# part substitution for STD Bild-A-Loco



## TJ Engineer (Jul 24, 2018)

I have a STD gauge Bild-A-Loco motor I am trying to revive and the brush/spring arrangement needs new parts. It has a drum style commutator on the armature. The original brushes 2-17 has a hole in the side of the brush were the end of the spring is inserted. The brush spring is doubled over at the end were it inserts into the brush. The brushes are worn down to 1/4 inch and one of the springs has the doubled portion broken off.

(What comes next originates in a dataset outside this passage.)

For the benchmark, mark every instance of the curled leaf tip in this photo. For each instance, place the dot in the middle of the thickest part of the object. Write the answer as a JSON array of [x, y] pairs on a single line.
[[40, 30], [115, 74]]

I see the 2-17 brushes have been replaced with 226E-92 slotted brush. My concern it is a flat bottom brush and would need to be "seated" to the commutator drum diameter. Any easy method of doing this with a brush this small?

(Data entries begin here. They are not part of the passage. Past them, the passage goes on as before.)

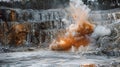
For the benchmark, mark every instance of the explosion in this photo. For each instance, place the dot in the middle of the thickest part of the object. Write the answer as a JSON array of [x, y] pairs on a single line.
[[77, 34]]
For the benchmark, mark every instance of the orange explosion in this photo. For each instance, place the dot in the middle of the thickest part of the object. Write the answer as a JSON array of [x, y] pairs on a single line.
[[77, 40], [77, 34]]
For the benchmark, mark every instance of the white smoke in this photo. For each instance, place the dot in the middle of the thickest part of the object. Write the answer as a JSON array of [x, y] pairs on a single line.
[[101, 31]]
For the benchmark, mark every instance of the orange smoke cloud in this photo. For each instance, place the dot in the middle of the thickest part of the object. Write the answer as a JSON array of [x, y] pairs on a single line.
[[77, 34]]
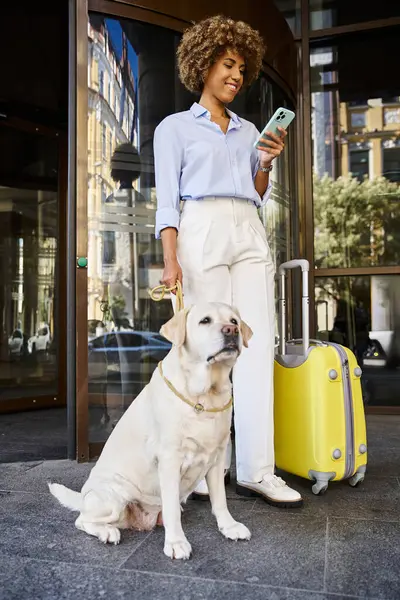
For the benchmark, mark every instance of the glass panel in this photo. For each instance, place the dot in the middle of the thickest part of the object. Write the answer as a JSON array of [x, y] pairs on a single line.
[[332, 13], [124, 259], [28, 264], [129, 63], [363, 313], [291, 11], [356, 151]]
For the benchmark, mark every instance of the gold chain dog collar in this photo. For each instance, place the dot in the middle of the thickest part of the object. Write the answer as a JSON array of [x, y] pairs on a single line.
[[199, 408]]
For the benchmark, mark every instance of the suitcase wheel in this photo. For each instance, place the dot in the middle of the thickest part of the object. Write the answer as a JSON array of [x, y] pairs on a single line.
[[319, 488], [356, 479]]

Where is a good source for the 2-101 and 2-102 brush springs? I supposed I should replace both to get even brush wear. Maybe they have been replaced as well with an alternate design? I am tempted to get a pair of 226E-77 springs which look very similar except there is a bend at the brush end of the spring.

Anyone with similar problem? Any suggestions? Thanks.


----------



## CTValleyRR (Jul 26, 2014)

Not sure about the specific parts you're looking for, but it may be simpler just to remotor it rather than try to rebuild the motor.

However, try a company called Northwest Short Line. They have lots of motor and drive train parts for many different models.


----------